When I was assigned this article, I put out a blast to my near 1000 social-networking “friends,” calling for their stories, assuring anonymity. More than ten responded with extremely moving stories, leaving me feellng honored, amazed, humbled and even slightly changed for having heard them. The telling of personal stories is inextricably complicit in healing. For me, my first-paragraph admission had been my small effort to illuminate the vast black cave through which so many have passed alone in the dark. Not everyone surfaces.

Suicide prevention counselors select their words carefully, especially with the media, even to the point of circulating information pamphlets on “Safe Reporting on Suicide”. They are willing to go deep, but not too deep, into the dark world of the phenomenon.

The replies I received included those from two deeply respected friends who had come forward almost immediately with stories from their backgrounds which I had known nothing about. Both Shelley and Anabelle (not their real names) expressed to me the hope that their “survival stories” might inspire others to survive their own ordeals.

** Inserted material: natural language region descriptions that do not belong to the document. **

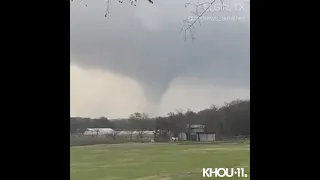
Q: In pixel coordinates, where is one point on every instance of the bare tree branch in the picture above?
(200, 10)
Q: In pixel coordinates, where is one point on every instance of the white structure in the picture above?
(124, 133)
(98, 131)
(182, 136)
(174, 139)
(207, 137)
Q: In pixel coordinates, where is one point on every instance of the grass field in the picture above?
(147, 161)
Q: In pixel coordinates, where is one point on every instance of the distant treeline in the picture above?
(232, 119)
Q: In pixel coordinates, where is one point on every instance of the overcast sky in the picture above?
(136, 58)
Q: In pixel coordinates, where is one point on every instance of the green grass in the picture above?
(157, 161)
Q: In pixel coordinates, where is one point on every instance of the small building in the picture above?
(206, 136)
(98, 131)
(193, 129)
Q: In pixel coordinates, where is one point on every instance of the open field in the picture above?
(157, 161)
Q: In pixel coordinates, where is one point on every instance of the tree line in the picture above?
(231, 119)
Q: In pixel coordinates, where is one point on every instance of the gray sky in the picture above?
(136, 59)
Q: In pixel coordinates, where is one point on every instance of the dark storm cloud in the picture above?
(153, 52)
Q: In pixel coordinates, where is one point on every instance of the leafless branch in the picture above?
(200, 10)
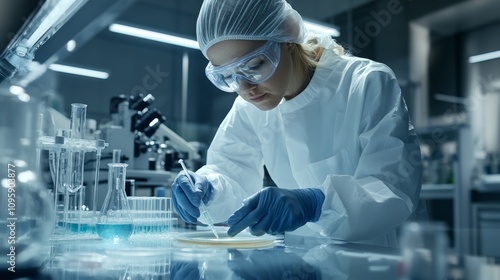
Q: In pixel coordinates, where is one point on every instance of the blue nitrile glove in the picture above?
(273, 210)
(186, 202)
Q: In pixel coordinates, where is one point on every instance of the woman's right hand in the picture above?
(187, 201)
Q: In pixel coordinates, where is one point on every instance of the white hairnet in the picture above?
(274, 20)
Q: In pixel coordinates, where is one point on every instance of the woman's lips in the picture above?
(258, 98)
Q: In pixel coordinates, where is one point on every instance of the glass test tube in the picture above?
(117, 156)
(78, 119)
(77, 158)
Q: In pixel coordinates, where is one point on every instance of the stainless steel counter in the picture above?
(291, 257)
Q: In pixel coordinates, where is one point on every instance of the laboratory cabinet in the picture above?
(486, 225)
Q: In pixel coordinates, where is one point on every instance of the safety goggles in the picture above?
(253, 68)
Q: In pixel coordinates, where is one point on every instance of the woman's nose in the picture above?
(245, 86)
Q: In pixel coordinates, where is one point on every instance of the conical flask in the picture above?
(115, 222)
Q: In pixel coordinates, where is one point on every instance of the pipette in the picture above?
(203, 208)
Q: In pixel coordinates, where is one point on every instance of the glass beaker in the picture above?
(424, 248)
(115, 222)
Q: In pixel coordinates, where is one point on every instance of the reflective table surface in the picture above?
(289, 257)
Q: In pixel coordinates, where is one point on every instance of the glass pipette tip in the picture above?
(203, 208)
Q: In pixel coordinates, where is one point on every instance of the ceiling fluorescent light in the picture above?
(484, 57)
(152, 35)
(321, 28)
(79, 71)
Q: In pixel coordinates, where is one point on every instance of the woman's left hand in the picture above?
(273, 210)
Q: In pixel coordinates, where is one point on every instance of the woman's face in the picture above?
(268, 94)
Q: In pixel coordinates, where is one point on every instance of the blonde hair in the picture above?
(306, 56)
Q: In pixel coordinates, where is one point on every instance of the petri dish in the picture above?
(242, 240)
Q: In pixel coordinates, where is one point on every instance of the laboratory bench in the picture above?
(288, 257)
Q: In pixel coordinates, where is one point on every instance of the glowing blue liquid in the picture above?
(114, 231)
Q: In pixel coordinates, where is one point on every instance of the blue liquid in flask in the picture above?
(112, 231)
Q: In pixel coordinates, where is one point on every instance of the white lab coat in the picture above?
(348, 133)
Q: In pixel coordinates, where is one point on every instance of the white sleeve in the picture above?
(385, 188)
(234, 164)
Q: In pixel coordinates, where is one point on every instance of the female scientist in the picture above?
(332, 130)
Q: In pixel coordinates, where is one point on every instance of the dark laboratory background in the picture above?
(445, 55)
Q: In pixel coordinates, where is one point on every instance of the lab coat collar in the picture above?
(314, 88)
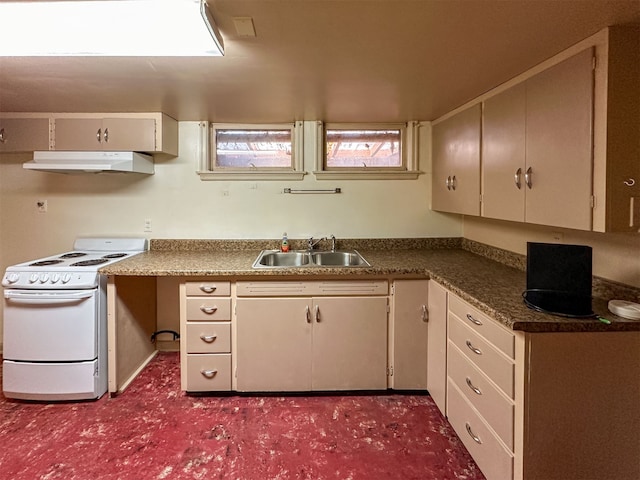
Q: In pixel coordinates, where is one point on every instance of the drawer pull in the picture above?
(475, 350)
(473, 320)
(208, 310)
(475, 389)
(209, 373)
(472, 435)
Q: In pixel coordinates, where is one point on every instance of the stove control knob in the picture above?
(13, 277)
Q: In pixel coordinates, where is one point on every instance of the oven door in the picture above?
(51, 325)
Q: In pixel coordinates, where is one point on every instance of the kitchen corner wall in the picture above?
(179, 205)
(615, 256)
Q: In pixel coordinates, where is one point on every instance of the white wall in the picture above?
(615, 256)
(180, 205)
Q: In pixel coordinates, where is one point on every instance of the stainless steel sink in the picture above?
(339, 259)
(277, 259)
(274, 258)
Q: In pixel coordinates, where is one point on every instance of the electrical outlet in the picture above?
(557, 237)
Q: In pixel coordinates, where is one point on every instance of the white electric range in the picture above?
(55, 321)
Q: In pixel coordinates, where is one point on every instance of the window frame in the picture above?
(408, 150)
(209, 171)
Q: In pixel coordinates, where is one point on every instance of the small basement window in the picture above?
(246, 152)
(368, 151)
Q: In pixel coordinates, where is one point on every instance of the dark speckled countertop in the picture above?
(491, 280)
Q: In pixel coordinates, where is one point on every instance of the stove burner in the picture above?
(88, 263)
(44, 263)
(73, 255)
(115, 255)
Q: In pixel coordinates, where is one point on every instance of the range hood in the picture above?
(90, 162)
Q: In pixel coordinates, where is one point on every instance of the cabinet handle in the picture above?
(473, 320)
(473, 349)
(209, 373)
(475, 389)
(471, 434)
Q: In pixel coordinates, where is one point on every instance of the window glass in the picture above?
(249, 148)
(363, 148)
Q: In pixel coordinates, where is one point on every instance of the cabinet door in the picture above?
(137, 134)
(456, 163)
(349, 343)
(410, 328)
(24, 134)
(78, 134)
(113, 134)
(559, 145)
(503, 155)
(437, 345)
(274, 344)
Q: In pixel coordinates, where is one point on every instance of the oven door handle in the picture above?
(48, 298)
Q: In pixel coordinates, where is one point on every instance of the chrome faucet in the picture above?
(311, 244)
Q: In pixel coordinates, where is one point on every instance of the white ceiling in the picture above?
(331, 60)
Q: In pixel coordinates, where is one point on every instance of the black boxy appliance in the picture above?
(559, 279)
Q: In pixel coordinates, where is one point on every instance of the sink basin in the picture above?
(277, 259)
(339, 259)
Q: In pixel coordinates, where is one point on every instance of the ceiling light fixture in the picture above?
(121, 28)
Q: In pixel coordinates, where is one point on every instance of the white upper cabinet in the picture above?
(537, 148)
(24, 134)
(503, 155)
(559, 143)
(456, 163)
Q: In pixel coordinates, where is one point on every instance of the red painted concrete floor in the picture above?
(155, 431)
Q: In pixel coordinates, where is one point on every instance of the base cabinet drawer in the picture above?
(493, 405)
(495, 461)
(208, 288)
(208, 372)
(208, 337)
(208, 309)
(483, 354)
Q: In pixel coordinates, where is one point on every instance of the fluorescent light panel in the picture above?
(121, 28)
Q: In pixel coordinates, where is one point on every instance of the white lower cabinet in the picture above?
(409, 335)
(289, 343)
(205, 332)
(537, 406)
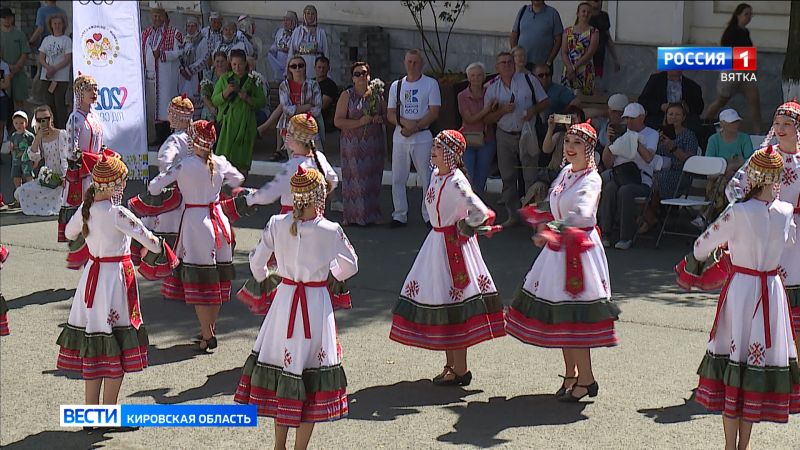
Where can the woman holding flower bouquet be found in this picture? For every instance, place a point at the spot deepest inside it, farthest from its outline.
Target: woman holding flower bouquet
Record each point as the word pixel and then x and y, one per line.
pixel 360 116
pixel 238 95
pixel 43 195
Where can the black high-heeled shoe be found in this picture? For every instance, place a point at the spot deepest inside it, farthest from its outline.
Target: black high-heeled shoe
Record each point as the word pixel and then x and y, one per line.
pixel 591 391
pixel 563 389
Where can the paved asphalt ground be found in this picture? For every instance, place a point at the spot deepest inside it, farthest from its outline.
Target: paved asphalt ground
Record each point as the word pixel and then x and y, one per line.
pixel 645 382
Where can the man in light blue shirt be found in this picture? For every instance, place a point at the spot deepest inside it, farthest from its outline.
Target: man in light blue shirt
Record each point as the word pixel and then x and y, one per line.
pixel 538 30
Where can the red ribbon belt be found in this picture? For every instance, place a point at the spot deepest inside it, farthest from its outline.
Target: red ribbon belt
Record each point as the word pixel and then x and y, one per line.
pixel 299 299
pixel 763 301
pixel 216 222
pixel 574 241
pixel 453 242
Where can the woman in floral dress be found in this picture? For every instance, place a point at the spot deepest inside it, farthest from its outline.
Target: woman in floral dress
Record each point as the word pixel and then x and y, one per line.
pixel 363 147
pixel 578 47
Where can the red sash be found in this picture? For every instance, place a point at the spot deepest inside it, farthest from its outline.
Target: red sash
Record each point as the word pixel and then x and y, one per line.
pixel 299 298
pixel 453 242
pixel 216 222
pixel 130 285
pixel 763 301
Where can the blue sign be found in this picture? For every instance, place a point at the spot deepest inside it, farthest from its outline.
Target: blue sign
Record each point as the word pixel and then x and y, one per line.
pixel 695 58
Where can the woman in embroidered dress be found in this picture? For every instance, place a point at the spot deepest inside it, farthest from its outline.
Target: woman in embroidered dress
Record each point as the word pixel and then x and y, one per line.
pixel 750 368
pixel 300 136
pixel 205 239
pixel 104 337
pixel 162 213
pixel 86 137
pixel 565 301
pixel 449 301
pixel 786 128
pixel 362 144
pixel 309 40
pixel 578 47
pixel 294 373
pixel 50 146
pixel 279 52
pixel 3 306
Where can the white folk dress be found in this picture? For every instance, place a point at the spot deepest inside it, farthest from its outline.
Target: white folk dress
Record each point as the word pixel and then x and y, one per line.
pixel 86 135
pixel 294 372
pixel 449 300
pixel 789 268
pixel 38 200
pixel 104 337
pixel 750 366
pixel 544 313
pixel 205 237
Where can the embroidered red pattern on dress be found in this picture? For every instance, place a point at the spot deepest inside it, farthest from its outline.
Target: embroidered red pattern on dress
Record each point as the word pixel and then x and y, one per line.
pixel 287 357
pixel 113 317
pixel 456 294
pixel 412 289
pixel 755 355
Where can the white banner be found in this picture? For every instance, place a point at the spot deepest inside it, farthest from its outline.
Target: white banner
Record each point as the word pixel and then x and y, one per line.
pixel 106 45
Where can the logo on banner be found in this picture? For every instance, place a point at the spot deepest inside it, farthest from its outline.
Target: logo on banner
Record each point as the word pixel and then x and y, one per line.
pixel 100 46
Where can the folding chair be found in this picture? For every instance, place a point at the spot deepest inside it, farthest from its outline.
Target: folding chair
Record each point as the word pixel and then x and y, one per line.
pixel 696 165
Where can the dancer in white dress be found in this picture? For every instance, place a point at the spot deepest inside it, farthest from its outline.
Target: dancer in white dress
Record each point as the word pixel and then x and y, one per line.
pixel 449 301
pixel 205 238
pixel 294 373
pixel 565 301
pixel 51 146
pixel 104 337
pixel 162 213
pixel 750 367
pixel 786 128
pixel 300 137
pixel 86 137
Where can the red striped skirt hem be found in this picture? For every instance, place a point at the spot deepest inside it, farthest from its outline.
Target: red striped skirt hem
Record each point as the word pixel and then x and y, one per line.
pixel 563 335
pixel 320 406
pixel 734 402
pixel 447 337
pixel 131 360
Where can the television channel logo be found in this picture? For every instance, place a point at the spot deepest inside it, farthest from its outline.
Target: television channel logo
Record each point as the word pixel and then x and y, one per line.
pixel 733 63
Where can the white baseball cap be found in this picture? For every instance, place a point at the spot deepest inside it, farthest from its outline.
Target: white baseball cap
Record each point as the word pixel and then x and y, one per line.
pixel 617 102
pixel 633 110
pixel 729 115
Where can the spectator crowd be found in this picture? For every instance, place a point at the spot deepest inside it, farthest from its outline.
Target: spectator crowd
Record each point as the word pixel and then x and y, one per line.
pixel 514 123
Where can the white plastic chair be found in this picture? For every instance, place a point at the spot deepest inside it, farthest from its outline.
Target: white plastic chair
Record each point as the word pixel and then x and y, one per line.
pixel 696 165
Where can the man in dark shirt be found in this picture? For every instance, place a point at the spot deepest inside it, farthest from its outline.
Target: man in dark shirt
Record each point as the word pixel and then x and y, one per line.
pixel 330 92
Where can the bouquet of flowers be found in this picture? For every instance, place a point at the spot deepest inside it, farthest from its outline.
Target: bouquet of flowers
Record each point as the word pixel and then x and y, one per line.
pixel 48 178
pixel 374 96
pixel 206 87
pixel 258 79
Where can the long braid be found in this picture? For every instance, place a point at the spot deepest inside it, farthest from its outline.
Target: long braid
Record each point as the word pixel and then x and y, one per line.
pixel 88 199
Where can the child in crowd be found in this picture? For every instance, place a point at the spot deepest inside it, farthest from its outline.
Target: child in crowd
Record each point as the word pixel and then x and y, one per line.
pixel 21 140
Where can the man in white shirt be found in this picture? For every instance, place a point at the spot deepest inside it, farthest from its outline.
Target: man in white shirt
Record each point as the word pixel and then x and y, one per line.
pixel 418 108
pixel 618 198
pixel 519 98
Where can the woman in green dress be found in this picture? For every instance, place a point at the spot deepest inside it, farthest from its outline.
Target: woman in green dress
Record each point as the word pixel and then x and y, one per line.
pixel 238 95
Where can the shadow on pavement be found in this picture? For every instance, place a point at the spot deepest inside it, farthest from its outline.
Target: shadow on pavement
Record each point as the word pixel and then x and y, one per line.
pixel 219 384
pixel 385 403
pixel 480 422
pixel 684 412
pixel 41 298
pixel 59 439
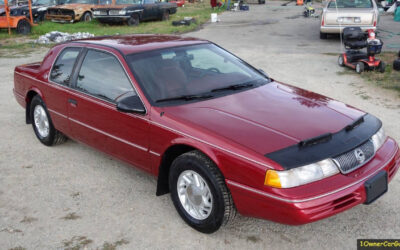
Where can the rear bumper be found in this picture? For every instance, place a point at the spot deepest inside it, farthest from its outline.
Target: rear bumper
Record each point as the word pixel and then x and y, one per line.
pixel 337 29
pixel 260 204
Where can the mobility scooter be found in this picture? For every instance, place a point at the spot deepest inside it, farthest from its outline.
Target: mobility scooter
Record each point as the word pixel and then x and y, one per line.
pixel 354 41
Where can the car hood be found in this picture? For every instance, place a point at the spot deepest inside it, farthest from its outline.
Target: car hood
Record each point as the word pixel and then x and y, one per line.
pixel 267 118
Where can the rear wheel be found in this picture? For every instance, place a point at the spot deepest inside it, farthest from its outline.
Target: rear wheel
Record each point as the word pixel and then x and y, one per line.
pixel 42 124
pixel 382 67
pixel 87 17
pixel 359 67
pixel 134 20
pixel 23 27
pixel 341 61
pixel 199 192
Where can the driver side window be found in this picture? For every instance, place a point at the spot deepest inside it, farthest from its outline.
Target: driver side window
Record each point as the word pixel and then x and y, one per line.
pixel 102 75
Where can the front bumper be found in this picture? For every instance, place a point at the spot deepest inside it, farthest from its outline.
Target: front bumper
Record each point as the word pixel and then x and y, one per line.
pixel 301 210
pixel 60 18
pixel 111 18
pixel 337 29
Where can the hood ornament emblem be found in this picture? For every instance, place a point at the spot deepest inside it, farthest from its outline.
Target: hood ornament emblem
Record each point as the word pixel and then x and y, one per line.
pixel 360 156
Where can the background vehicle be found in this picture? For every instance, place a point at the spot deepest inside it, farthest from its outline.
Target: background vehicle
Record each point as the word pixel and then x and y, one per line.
pixel 74 11
pixel 134 11
pixel 39 9
pixel 345 13
pixel 20 23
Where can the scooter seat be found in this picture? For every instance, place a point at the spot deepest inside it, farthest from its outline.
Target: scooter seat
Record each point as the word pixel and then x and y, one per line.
pixel 354 56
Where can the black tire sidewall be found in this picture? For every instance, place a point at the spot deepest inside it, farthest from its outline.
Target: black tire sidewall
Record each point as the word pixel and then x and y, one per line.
pixel 133 20
pixel 49 139
pixel 215 219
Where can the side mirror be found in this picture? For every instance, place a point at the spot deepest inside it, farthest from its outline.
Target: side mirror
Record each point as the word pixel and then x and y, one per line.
pixel 131 104
pixel 263 73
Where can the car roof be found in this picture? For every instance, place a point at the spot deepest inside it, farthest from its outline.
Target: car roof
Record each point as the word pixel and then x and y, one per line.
pixel 129 44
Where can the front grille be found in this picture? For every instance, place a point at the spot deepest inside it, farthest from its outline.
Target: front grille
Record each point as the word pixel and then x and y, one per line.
pixel 355 158
pixel 60 12
pixel 114 12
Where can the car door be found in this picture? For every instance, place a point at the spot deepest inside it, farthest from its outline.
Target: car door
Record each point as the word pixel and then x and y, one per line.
pixel 100 80
pixel 150 10
pixel 60 76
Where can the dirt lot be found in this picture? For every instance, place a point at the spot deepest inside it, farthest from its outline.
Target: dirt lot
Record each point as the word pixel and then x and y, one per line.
pixel 73 196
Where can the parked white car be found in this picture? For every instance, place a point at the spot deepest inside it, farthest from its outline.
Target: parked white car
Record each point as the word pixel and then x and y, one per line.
pixel 339 14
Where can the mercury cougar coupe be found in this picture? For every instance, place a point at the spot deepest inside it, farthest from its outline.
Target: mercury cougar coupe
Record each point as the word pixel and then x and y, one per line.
pixel 220 135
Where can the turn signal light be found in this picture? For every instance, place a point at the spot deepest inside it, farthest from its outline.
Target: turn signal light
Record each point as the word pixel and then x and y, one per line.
pixel 272 179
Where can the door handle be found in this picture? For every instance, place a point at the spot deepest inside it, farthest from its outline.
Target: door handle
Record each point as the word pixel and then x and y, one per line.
pixel 73 102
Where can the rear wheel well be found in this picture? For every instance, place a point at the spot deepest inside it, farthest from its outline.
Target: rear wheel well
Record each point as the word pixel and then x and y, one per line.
pixel 168 157
pixel 28 100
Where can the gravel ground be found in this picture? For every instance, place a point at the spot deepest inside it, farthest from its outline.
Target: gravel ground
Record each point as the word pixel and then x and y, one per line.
pixel 73 196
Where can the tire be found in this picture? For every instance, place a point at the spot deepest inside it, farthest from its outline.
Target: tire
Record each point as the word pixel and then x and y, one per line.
pixel 23 27
pixel 87 17
pixel 360 67
pixel 220 209
pixel 341 61
pixel 382 67
pixel 165 16
pixel 53 136
pixel 134 20
pixel 396 64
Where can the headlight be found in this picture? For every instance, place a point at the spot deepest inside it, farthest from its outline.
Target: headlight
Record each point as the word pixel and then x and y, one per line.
pixel 378 138
pixel 301 175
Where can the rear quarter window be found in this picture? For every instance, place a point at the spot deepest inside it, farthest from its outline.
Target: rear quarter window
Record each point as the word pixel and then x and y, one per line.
pixel 61 71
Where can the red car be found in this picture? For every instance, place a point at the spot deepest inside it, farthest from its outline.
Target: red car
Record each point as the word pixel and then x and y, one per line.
pixel 219 134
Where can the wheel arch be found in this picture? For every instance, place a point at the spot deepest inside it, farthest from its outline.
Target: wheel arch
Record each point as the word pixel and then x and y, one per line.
pixel 170 154
pixel 28 98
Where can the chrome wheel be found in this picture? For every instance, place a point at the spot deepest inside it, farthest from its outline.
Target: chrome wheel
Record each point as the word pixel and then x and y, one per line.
pixel 41 121
pixel 194 195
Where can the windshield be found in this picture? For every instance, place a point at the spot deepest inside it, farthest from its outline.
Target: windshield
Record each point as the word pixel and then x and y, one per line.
pixel 191 71
pixel 350 4
pixel 44 2
pixel 120 2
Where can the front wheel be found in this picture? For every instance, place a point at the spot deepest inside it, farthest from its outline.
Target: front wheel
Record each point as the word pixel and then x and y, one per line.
pixel 23 27
pixel 199 193
pixel 134 20
pixel 341 61
pixel 359 67
pixel 42 124
pixel 87 17
pixel 165 16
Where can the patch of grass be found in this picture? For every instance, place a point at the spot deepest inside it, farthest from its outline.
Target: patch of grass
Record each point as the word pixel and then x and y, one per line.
pixel 390 79
pixel 113 246
pixel 76 243
pixel 71 216
pixel 200 11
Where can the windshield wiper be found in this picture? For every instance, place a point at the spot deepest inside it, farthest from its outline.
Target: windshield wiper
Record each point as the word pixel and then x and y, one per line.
pixel 234 87
pixel 184 98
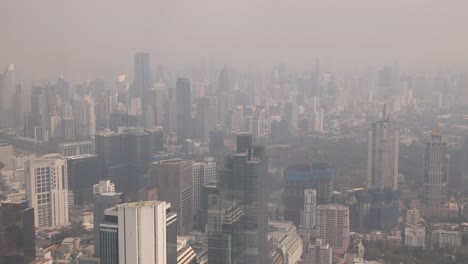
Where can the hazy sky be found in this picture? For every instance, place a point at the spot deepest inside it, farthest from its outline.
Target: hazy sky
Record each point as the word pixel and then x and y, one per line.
pixel 97 38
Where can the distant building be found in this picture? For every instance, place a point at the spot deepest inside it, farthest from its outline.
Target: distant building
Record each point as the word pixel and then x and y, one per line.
pixel 318 253
pixel 17 232
pixel 382 154
pixel 333 226
pixel 174 181
pixel 444 238
pixel 142 232
pixel 310 205
pixel 415 236
pixel 6 157
pixel 297 178
pixel 47 190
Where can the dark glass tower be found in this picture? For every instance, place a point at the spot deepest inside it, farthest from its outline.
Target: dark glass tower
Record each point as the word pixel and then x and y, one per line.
pixel 17 241
pixel 184 109
pixel 238 215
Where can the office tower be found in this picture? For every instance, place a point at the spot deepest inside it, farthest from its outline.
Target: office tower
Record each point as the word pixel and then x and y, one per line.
pixel 17 233
pixel 415 236
pixel 237 222
pixel 319 253
pixel 297 178
pixel 216 142
pixel 141 232
pixel 283 235
pixel 382 154
pixel 333 226
pixel 310 205
pixel 436 168
pixel 7 97
pixel 85 117
pixel 111 147
pixel 47 190
pixel 83 172
pixel 206 117
pixel 142 82
pixel 412 217
pixel 173 178
pixel 6 157
pixel 76 148
pixel 184 109
pixel 104 197
pixel 203 174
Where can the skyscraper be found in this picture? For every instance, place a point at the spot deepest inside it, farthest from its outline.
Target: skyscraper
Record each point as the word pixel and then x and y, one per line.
pixel 6 156
pixel 17 241
pixel 174 181
pixel 436 168
pixel 142 82
pixel 47 190
pixel 382 154
pixel 104 197
pixel 184 109
pixel 310 205
pixel 333 226
pixel 83 172
pixel 237 219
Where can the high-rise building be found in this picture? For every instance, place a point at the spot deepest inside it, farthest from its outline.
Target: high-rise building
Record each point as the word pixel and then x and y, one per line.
pixel 7 97
pixel 333 226
pixel 17 232
pixel 297 178
pixel 310 205
pixel 184 109
pixel 436 168
pixel 203 173
pixel 238 215
pixel 319 253
pixel 142 82
pixel 382 154
pixel 104 197
pixel 111 147
pixel 142 232
pixel 83 172
pixel 6 157
pixel 47 190
pixel 173 179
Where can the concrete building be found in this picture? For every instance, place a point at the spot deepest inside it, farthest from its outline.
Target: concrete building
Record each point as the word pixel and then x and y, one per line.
pixel 47 190
pixel 310 205
pixel 436 168
pixel 174 181
pixel 6 157
pixel 382 154
pixel 444 238
pixel 333 226
pixel 297 178
pixel 318 253
pixel 415 236
pixel 284 236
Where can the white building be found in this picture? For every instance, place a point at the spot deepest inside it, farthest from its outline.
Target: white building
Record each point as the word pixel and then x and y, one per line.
pixel 415 236
pixel 318 253
pixel 310 206
pixel 142 232
pixel 202 173
pixel 286 238
pixel 412 217
pixel 444 238
pixel 6 157
pixel 47 190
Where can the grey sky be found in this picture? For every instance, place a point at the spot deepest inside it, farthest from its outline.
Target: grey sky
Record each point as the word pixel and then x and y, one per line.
pixel 92 38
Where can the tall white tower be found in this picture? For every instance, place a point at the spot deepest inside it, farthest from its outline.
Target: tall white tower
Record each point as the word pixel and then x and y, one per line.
pixel 382 154
pixel 142 232
pixel 47 190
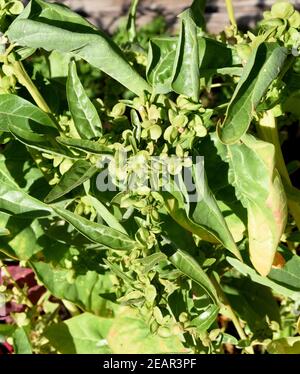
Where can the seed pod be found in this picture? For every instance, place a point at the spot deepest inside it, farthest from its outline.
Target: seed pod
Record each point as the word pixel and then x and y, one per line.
pixel 180 120
pixel 183 317
pixel 294 20
pixel 150 293
pixel 282 9
pixel 164 332
pixel 155 132
pixel 273 22
pixel 118 110
pixel 243 51
pixel 170 134
pixel 154 113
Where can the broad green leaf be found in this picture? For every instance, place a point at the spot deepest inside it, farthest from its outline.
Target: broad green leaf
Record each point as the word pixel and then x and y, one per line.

My acquaintance Shelley is a mom of two who owns a thriving business. She said she found herself in the midst of a disintegrating marriage in the mid-1980s with a man who made her feel worthless. She became convinced that her kids would be better off without her. About to become homeless and jobless, in her mind she felt useless to society, convinced that she was unlovable and undesirable. At this very rock-bottom point of vulnerability, she was attacked and raped.

“Someone entered the apartment I had just moved into and brutally beat me,” she said. “The attack was compounded by the way I was treated by the police, all friends of my ex-husband, who was also a cop. I am a fairly practical person. Even in the plan to end my life I had planned everything so it would be the least inconvenience for those around me. It all made such perfect sense at the time.”

Shelley described herself as so emotionally overwrought that she went numb, apathetic. “I just didn’t care about anything because whatever I did was wrong, and obviously I was a bad person being punished on some cosmic level for being the type of person that I was,” she said.

Shelley, who was pregnant at the time, cooked up a suicide plan which she described as very sensible, even likening it to a grocery list. “It was with a great sense of clarity and resolve that I had decided that ending my life would be not simply the best solution,” she said, “but the only solution acceptable.”

Shelley managed to pull back from the brink of suicide. She met her now-husband while pregnant with that baby. He supported her completely, even accompanying her during the C-section she had 40 weeks after the attack.